Now word comes that Ottawa may be looking to cut the length again and all eyes are on the March 29 budget to see whether the limit is reduced to 25 — which is where it was, incidentally, when this latest housing boom began.
“The libertarian in me says you are a big boy maybe you should be able to take out a 40-year amortization. But if I want to be part of the nanny state, 25 years is long enough,” says Ron Cirotto, who runs the site amortization.com.
“The problem is everybody plays the same game and they look at the lowest monthly payment and the way to get that is with the longest amortization.”
From a planning point of view, he says “you really have to get that mortgage out of the way” and one way to force yourself is with a shorter amortization.
Think about a $350,000 mortgage, pretty typical in Canada. At a 4% interest rate using a 25-year amortization and paying monthly, the interest would be about $202,000 over that length of time. Stretch your amortization to 35 years and interest costs rise to $298,000.

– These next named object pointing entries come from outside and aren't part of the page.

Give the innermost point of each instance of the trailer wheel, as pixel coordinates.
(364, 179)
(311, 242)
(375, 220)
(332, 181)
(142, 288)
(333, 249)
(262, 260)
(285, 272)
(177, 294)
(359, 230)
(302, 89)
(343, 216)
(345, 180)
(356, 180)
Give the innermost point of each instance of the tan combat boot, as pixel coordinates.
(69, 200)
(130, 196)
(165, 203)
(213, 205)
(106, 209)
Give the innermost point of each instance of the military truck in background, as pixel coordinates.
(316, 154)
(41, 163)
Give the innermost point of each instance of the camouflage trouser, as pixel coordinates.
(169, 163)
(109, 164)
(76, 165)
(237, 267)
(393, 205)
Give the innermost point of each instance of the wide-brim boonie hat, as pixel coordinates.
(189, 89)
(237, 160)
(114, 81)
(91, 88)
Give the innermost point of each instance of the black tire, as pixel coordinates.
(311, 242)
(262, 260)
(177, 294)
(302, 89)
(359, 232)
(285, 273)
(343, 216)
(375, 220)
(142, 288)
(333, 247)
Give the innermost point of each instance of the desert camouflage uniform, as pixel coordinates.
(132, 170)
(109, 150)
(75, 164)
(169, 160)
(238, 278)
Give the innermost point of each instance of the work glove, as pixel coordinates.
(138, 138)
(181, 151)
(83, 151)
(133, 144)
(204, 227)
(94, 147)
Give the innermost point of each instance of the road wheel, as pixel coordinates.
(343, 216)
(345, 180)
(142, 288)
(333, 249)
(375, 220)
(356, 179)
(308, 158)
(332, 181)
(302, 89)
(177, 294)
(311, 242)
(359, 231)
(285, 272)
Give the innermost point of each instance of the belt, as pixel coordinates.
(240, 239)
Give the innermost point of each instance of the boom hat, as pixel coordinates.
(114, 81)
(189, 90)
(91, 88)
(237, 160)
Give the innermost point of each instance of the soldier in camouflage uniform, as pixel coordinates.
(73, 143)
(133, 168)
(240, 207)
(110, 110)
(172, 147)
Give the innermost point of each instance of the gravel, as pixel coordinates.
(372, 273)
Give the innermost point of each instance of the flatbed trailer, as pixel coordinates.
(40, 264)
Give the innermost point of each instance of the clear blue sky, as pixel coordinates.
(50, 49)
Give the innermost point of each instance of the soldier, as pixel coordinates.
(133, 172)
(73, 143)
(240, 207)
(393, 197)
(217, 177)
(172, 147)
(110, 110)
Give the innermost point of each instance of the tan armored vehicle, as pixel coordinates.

What does it ultimately do to your monthly payment stretching out that mortgage? Based on 35 years, your monthly payment would be $1,543 but climb to $1,841 at 25 years.

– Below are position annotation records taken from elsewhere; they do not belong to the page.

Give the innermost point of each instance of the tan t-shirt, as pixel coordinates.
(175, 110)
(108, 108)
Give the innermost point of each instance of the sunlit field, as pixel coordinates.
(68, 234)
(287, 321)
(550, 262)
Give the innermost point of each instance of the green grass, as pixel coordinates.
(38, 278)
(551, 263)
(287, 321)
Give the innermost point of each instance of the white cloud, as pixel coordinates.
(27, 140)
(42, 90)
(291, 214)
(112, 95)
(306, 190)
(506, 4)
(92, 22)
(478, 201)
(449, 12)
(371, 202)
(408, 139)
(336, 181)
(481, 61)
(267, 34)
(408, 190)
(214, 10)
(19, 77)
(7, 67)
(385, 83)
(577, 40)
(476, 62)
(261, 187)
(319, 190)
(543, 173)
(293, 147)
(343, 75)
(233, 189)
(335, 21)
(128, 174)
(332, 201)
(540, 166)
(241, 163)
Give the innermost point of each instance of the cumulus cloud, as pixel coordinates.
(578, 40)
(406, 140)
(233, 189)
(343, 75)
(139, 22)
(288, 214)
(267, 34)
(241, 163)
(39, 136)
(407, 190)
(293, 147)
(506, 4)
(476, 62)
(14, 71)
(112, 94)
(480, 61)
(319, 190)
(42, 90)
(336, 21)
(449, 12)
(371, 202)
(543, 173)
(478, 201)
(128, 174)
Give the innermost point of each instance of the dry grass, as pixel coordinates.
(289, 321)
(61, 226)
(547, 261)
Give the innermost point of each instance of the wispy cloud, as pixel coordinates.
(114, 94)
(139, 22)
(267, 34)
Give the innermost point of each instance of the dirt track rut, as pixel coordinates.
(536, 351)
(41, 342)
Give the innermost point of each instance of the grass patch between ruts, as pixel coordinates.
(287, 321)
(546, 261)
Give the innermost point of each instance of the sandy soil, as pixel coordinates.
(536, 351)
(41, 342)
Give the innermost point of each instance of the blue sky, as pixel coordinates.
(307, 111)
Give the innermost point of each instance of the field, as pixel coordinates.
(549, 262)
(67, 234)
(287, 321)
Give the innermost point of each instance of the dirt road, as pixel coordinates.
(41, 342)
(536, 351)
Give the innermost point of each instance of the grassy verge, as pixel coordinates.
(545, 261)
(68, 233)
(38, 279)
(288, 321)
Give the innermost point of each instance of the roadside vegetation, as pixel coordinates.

“Sure, it’s an extra $300 a month,” Mr. Cirotto says, “but think of what that $100,000 could do for you at retirement time. It could really help you out.”
The evidence is Canadians will go for the longest amortization available. Will Dunning, chief economist with the Canadian Association of Accredited Mortgage Professionals, says 40-year amortizations climbed rapidly when the product was offered.

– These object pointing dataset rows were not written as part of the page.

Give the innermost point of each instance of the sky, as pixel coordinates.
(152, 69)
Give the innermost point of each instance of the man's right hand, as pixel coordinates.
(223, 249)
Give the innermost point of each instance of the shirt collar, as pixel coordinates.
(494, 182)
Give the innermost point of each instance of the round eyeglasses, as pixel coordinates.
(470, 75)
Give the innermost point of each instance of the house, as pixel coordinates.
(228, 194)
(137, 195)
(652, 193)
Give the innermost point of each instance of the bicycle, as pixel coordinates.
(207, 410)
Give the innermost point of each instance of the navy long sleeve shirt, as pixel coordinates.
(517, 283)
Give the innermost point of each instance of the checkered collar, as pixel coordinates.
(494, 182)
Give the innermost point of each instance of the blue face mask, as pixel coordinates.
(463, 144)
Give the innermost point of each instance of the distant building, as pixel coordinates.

“It was pretty clear Canadians were going longer,” says Mr. Dunning, adding the only reason amortization lengths have been dropping is the government ban.
The percentage of mortgages with amortization lengths of 36 to 40 years climbed to 9% from 2006-2011 while lengths of 31 to 35 years jumped to 12%. In the face of the government ban, there is now only 6% of mortgages with amortizations of 36-40 years — the number declining as contracts expire over time.
“It’s all old mortgages,” Mr. Dunning says. “Not everybody who goes that long needs it. Some pay early. The data we have shows people make big efforts to retire the payment.”
At least one Canadian bank thinks Canadians need a little push into the 25-year amortization. Bank of Montreal has twice tried to lure Canadians into a longer term by offering them a rock-bottom rate, with one of the catches being the amortization is limited to 25 years.
“We really think a 25-year amortization is the right choice for most Canadians. It is going to help them pay of their mortgage sooner,” says Katie Archdekin, head of mortgage products at BMO. “They are going to have a mortgage-burning party five years earlier.”
Ms. Archdekin says so many Canadians are trying to get into home ownership now, they need the advantage of that shorter amortization to put them in a better final position later in life.
“We’re going to help them secure a debt-free retirement. We think that’s really important.”